Photograph by Justin Sullivan — Getty Images
By Sy Mukherjee
July 7, 2016

Obamacare enrollment has a smoking problem.

A new study from the Yale School of Public Health finds that an anti-smoking provision in the health law is discouraging people from signing up for insurance while simultaneously failing to get them to kick the habit.

Under the Affordable Care Act, individual health insurance plans sold on statewide marketplaces can only set how high their premiums are based on three factors: a customer’s geographic region, age, and smoking status. This is meant to let health insurers adjust their prices for how much medical care an enrollee may wind up using.

The law allows health insurance companies to charge smokers an up-to-50% surcharge on their premiums. In theory, the fee is supposed to act as both carrot and stick—smokers who want health insurance would either pay the higher premiums to help insurers cover their historically higher health care costs or quit smoking so they can save both themselves (and the broader medical system) money.

Click here to subscribe to our new Brainstorm Health Daily Newsletter.

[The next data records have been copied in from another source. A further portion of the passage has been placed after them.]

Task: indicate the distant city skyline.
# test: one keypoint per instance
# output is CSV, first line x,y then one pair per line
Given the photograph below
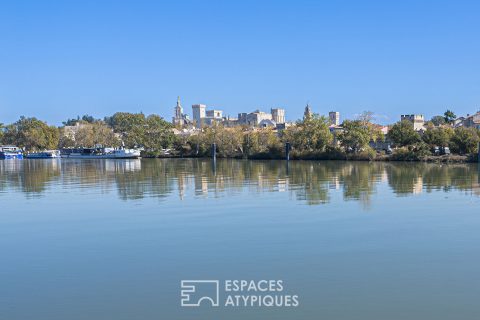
x,y
60,60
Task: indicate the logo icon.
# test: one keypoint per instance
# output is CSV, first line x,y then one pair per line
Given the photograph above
x,y
194,292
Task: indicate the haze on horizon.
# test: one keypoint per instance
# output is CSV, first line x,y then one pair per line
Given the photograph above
x,y
59,59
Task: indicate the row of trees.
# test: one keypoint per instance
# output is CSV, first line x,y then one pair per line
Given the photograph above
x,y
128,129
460,140
311,136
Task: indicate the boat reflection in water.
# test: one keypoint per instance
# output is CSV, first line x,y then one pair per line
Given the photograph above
x,y
101,153
48,154
308,182
10,152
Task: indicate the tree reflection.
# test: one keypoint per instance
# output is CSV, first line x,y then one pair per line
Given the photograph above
x,y
312,182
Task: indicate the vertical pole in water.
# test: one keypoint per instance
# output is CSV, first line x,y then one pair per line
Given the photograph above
x,y
478,154
214,157
214,151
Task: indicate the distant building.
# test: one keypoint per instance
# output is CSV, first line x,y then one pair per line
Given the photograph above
x,y
470,121
307,114
199,113
180,118
334,117
278,115
215,114
267,123
253,119
417,120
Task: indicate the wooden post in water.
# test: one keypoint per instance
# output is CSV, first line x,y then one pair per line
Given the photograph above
x,y
214,158
287,151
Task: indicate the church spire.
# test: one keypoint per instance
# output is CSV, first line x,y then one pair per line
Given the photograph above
x,y
307,114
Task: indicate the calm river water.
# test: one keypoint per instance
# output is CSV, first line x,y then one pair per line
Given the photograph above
x,y
112,239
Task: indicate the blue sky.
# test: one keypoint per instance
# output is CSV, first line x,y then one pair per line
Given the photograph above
x,y
63,59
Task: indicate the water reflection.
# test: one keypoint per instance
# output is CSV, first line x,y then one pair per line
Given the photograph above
x,y
307,181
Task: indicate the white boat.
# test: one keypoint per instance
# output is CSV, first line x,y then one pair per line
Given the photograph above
x,y
101,153
48,154
10,152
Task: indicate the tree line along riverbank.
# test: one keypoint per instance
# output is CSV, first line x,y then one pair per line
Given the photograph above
x,y
310,139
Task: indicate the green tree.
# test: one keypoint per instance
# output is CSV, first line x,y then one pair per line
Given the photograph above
x,y
449,116
355,136
262,142
89,135
438,136
130,126
31,134
465,140
158,133
403,134
310,134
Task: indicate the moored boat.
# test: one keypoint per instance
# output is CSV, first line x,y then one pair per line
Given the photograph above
x,y
10,152
100,153
48,154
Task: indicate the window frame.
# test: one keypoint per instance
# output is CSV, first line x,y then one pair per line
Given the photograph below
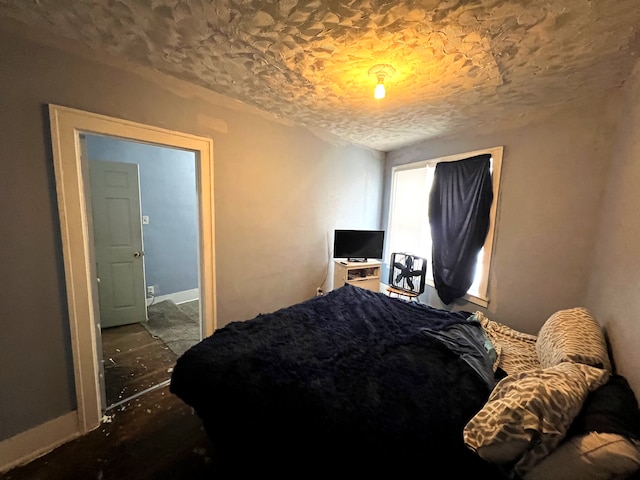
x,y
482,298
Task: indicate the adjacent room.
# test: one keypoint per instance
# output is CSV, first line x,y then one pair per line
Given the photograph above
x,y
175,177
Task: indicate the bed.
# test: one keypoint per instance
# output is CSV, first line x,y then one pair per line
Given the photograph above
x,y
358,382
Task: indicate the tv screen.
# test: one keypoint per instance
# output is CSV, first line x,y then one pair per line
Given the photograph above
x,y
358,245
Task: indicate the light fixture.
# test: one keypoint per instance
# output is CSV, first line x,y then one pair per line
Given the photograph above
x,y
381,72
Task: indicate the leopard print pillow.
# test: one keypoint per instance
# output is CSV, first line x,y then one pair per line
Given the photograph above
x,y
572,335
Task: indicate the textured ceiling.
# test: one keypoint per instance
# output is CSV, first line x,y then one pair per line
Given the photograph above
x,y
458,64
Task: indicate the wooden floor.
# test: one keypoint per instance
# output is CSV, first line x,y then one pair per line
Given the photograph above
x,y
134,361
153,436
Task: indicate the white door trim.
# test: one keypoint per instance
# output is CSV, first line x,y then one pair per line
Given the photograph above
x,y
71,173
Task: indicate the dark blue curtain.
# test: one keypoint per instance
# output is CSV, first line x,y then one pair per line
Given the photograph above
x,y
459,207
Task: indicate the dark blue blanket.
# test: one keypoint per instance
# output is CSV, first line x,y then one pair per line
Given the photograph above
x,y
351,377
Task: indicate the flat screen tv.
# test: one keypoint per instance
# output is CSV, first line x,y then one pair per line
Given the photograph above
x,y
358,245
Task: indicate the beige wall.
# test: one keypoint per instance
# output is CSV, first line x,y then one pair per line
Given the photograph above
x,y
553,175
614,290
279,193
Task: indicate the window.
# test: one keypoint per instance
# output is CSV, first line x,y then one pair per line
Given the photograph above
x,y
408,229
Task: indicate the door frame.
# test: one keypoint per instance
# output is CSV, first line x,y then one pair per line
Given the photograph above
x,y
71,174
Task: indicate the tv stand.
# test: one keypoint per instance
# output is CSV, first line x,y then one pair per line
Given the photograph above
x,y
361,273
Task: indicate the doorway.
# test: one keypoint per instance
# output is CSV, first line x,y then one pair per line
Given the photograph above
x,y
145,222
71,172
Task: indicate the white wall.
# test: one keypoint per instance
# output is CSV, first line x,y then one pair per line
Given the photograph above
x,y
614,289
279,189
552,182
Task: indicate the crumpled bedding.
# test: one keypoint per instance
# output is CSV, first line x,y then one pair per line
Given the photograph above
x,y
352,378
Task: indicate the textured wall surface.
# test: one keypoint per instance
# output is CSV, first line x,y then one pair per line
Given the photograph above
x,y
457,63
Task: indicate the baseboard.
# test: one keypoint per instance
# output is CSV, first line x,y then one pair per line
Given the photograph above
x,y
178,297
29,445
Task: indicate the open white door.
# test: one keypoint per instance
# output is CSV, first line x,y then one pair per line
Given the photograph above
x,y
115,203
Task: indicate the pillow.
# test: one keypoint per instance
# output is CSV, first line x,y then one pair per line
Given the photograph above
x,y
528,414
572,335
516,350
594,456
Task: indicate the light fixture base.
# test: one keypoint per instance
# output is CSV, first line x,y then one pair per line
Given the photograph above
x,y
382,69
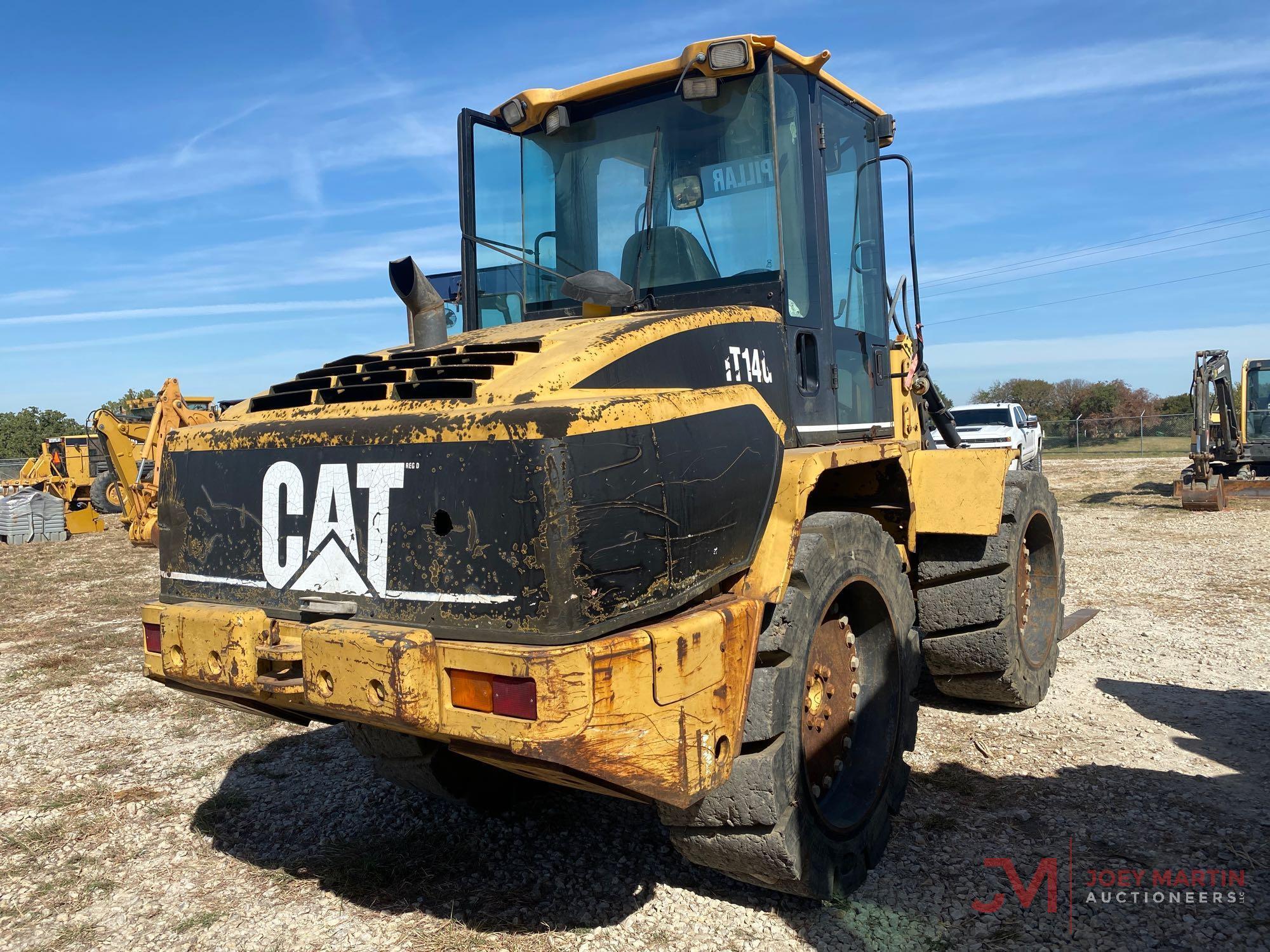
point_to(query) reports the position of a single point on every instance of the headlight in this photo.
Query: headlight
(514, 114)
(728, 55)
(556, 121)
(700, 88)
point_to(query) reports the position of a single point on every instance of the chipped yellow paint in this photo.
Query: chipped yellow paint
(572, 350)
(770, 572)
(628, 709)
(538, 102)
(958, 492)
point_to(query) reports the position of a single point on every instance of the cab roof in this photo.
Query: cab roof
(538, 102)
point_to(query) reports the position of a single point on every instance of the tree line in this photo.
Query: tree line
(1069, 399)
(23, 431)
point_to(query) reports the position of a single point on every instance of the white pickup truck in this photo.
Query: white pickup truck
(1000, 426)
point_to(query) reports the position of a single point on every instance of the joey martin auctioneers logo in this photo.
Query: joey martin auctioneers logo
(1113, 887)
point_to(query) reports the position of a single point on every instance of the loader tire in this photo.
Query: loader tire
(773, 823)
(430, 767)
(106, 493)
(991, 610)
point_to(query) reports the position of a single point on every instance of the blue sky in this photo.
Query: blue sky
(213, 191)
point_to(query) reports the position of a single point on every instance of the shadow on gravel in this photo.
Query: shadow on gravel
(1135, 497)
(309, 807)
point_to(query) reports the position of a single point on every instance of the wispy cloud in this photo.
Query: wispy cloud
(32, 296)
(1172, 343)
(204, 312)
(173, 334)
(1014, 77)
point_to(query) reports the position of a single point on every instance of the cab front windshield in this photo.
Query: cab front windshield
(580, 200)
(1259, 403)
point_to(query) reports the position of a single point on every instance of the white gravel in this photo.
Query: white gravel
(134, 818)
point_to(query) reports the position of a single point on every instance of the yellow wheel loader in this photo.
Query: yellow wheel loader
(1231, 445)
(664, 521)
(67, 468)
(135, 445)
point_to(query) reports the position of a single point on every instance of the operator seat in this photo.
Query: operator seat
(674, 257)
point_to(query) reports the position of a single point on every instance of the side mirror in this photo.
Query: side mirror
(686, 194)
(600, 289)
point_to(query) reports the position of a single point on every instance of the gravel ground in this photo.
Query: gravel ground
(135, 818)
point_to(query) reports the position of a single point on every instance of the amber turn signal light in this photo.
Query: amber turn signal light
(495, 694)
(154, 637)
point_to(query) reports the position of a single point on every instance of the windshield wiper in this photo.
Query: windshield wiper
(647, 234)
(504, 249)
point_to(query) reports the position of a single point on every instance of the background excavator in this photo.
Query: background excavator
(134, 442)
(1231, 449)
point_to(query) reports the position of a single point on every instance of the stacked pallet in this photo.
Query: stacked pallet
(31, 516)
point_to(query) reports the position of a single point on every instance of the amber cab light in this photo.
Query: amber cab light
(495, 694)
(473, 691)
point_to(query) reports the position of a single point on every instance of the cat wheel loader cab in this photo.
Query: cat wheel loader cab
(658, 519)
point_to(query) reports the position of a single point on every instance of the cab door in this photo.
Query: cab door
(854, 270)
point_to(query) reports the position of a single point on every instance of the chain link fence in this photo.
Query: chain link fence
(1149, 435)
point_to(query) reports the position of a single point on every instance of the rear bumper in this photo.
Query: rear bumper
(656, 711)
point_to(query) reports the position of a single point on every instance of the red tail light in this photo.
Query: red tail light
(516, 697)
(495, 694)
(154, 637)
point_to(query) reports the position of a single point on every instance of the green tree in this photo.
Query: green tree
(1069, 395)
(22, 431)
(1037, 397)
(116, 407)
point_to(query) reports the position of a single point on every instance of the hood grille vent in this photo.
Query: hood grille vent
(435, 374)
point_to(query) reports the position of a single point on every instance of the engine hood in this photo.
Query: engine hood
(578, 477)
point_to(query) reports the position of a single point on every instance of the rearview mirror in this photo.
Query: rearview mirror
(686, 192)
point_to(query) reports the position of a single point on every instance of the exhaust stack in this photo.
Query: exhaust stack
(425, 310)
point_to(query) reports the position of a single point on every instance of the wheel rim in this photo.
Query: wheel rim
(1037, 606)
(850, 706)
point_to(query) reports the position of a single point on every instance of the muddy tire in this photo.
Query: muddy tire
(106, 494)
(772, 823)
(991, 610)
(429, 767)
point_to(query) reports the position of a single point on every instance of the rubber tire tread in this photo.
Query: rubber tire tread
(97, 493)
(966, 604)
(760, 827)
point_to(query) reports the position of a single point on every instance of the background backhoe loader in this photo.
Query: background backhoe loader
(67, 468)
(1231, 445)
(664, 521)
(134, 444)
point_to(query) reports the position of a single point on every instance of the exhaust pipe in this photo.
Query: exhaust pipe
(425, 310)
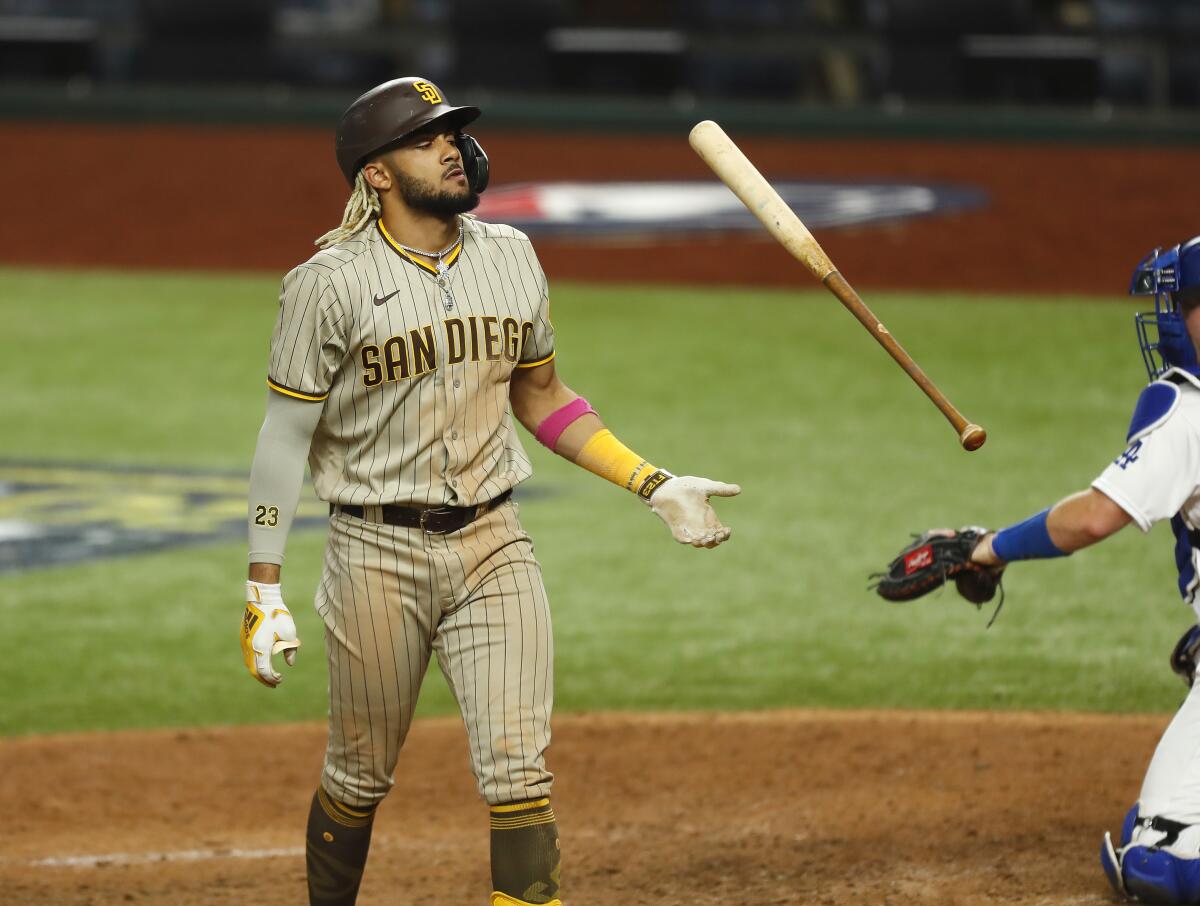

But Yale researchers found that this hasn’t been the case, at least in Obamacare’s first full year of implementation. They examined data from the Centers for Disease Control (CDC) and health insurers who sell individual market plans and found that insurance coverage among the smokers who were charged the most for their habit could potentially have shot up as much as 12 percentage points without the fee.

This effect was even more pronounced among smokers under the age of 40 facing high premium surcharges (they were 20 percentage points less likely to obtain insurance compared to smokers who weren’t charged extra). Researchers noted that this could be especially problematic given that Affordable Care Act could use as many young enrollees as possible.

“The larger effects among younger smokers are particularly concerning,” wrote lead study author Professor Susan Busch. “This group has lower health care costs than older individuals, so their exclusion may reduce the marketplaces’ long-run stability by limiting risk-pooling.”

Obamacare’s smoking surcharge policy has been scrutinized before. Insurance companies are reliant on potential customers telling the truth about their smoking habits and there’s evidence that a significant number of people aren’t hewing to the honor code.